# Higher-order singular value decomposition

(Redirected from Tensor decomposition)

A higher-order singular value decomposition (HOSVD) is a singular value decomposition (SVD). It may be referred to as M-mode SVD, or Multilinear SVD. The M-mode SVD and the Tucker Decomposition terminology was coined in the 1980s by P. Kroonenberg, but it was later referred to as Multilinear SVD/HOSVD by L. De Lathauwer. The term HOSVD is a misnomer since in multilinear algebra, there does not exist an SVD method for multi-way arrays (also known as M-way arrays, or informally data tensors) with all the properties of a matrix SVD. A matrix SVD computes both a

(a) a rank-R decomposition and
(b) the orthonormal row/column matrices.

These two capabilities are embodied by two different decompositions for multi-way arrays.

Property (a) may be computed by employing the CANDECOMP/PARAFAC (CP) decomposition. CP is a linear decomposition that represents a tensor as the sum N of rank-1 tensors, for apriori user specified R. This should not be confused with the rank-R decomposition which is the minimum number of R rank-1 tensors that decomposes a tensor exactly. A rank-1 tensor is the outer product of m vectors, where m is the number of the tensor modes.

Property (b) is extended to higher order tensors by a class of methods known variably as Tucker3, M-mode SVD, "Multilinear SVD" or "Higher Order SVD". (This article will use the term "Tucker decomposition".) These methods compute the orthonormal spaces associated with the different modes (axes) of a tensor. The Tucker decomposition is used in multilinear principal component analysis.
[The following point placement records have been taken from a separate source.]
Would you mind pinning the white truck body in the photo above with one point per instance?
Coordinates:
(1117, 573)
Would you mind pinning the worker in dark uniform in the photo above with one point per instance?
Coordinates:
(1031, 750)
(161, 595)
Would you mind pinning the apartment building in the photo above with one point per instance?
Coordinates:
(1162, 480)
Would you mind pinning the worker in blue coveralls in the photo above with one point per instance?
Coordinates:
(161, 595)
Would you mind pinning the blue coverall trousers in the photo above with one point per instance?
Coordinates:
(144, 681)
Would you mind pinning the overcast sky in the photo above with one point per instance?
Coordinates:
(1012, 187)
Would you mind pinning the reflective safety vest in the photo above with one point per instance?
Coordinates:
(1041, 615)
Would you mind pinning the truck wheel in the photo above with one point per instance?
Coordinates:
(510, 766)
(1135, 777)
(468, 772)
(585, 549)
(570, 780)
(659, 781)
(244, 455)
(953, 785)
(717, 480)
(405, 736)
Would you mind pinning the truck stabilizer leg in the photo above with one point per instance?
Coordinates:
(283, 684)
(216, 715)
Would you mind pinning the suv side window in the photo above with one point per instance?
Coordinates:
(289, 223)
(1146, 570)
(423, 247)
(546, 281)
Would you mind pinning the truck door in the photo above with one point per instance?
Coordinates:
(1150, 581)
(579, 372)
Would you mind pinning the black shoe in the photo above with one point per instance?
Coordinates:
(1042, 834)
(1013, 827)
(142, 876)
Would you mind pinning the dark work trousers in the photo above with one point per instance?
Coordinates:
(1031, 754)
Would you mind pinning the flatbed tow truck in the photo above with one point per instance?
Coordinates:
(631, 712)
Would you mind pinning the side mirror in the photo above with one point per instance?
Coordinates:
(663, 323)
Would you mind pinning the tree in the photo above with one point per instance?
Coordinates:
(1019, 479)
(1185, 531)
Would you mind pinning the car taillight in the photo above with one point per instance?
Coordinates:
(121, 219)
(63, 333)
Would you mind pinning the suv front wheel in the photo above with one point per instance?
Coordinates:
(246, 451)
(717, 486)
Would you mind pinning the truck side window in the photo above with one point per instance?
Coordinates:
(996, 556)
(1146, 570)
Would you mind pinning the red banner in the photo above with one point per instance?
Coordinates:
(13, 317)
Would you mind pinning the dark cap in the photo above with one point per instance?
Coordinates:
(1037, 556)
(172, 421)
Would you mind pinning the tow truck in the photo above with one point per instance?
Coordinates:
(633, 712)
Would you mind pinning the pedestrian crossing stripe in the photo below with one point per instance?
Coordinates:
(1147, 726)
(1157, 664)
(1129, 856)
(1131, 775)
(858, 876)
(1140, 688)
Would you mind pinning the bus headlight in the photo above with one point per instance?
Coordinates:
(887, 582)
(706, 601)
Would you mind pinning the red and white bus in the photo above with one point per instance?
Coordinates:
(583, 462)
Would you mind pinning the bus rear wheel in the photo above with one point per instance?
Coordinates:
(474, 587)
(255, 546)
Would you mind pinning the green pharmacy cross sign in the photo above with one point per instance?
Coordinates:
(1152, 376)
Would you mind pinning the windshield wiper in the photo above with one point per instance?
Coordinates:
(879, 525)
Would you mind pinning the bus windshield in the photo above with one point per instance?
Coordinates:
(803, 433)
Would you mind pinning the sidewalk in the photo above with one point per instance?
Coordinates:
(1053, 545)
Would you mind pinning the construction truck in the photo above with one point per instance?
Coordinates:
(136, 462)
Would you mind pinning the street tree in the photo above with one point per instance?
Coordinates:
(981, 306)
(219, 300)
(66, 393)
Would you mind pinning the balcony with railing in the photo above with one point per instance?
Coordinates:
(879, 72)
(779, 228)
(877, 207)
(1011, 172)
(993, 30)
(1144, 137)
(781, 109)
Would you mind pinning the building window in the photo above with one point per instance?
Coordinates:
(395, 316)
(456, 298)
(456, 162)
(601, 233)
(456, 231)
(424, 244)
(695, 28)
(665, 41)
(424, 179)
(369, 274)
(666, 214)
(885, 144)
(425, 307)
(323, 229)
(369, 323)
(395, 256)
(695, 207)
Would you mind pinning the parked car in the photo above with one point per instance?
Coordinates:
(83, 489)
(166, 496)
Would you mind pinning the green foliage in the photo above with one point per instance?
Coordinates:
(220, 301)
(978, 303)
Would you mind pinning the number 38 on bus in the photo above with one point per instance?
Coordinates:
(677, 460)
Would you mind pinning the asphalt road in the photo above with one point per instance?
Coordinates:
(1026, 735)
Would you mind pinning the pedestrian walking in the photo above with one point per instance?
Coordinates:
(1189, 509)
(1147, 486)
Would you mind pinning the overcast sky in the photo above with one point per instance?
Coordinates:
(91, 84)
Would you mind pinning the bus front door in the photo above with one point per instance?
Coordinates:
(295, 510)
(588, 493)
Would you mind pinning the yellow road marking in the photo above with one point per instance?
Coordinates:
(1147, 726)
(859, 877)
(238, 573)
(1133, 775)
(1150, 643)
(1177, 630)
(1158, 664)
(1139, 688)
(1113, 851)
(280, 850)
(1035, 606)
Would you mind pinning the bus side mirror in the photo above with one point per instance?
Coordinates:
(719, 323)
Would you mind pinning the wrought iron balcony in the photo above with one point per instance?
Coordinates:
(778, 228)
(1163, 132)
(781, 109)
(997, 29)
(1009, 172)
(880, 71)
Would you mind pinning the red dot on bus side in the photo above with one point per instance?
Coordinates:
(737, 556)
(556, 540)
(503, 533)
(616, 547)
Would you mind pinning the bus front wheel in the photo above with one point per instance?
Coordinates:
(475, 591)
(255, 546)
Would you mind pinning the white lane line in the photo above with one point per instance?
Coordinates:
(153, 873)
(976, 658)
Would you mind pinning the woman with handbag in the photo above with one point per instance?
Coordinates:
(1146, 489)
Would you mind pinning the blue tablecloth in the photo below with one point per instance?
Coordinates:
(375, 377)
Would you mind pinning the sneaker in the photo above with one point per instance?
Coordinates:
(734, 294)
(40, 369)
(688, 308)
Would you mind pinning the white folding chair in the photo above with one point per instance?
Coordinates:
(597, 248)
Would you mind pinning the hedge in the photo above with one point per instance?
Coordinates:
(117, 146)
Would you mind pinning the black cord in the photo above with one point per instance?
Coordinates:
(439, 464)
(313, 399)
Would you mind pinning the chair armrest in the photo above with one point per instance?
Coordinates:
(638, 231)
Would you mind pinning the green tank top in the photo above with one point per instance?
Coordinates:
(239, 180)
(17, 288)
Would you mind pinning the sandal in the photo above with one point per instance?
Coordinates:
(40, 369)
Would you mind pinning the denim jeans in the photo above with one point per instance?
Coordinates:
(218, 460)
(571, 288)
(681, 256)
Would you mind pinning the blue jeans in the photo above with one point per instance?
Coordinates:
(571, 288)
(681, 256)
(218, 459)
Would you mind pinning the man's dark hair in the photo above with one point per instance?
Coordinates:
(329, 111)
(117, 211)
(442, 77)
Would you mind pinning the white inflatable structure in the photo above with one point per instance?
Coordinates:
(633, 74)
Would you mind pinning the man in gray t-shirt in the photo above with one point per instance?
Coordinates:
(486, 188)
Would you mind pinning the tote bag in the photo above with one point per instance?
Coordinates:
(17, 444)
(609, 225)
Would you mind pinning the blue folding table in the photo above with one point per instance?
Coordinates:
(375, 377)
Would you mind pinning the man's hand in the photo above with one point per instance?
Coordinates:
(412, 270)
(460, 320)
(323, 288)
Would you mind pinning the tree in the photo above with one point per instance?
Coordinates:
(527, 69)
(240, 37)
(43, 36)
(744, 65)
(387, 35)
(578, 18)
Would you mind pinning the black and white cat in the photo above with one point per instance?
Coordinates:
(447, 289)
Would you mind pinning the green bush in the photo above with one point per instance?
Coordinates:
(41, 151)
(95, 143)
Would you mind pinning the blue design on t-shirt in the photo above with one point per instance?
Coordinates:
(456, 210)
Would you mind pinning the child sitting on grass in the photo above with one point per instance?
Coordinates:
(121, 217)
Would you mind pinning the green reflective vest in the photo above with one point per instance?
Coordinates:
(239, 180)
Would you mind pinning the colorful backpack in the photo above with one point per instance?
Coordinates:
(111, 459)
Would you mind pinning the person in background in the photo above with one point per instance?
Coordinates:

Historically, much of the interest in multilinear SVDs was driven by the need to analyze empirical data, especially in psychometrics and chemometrics. Abstract and general mathematical theorems are rare (though see Kruskal[1] with regard to the CP decomposition); instead, the methods are often designed for analyzing specific data types. The 2008 review article by Kolda and Bader[2] provides a compact summary of the history of these decompositions, and many references for further reading.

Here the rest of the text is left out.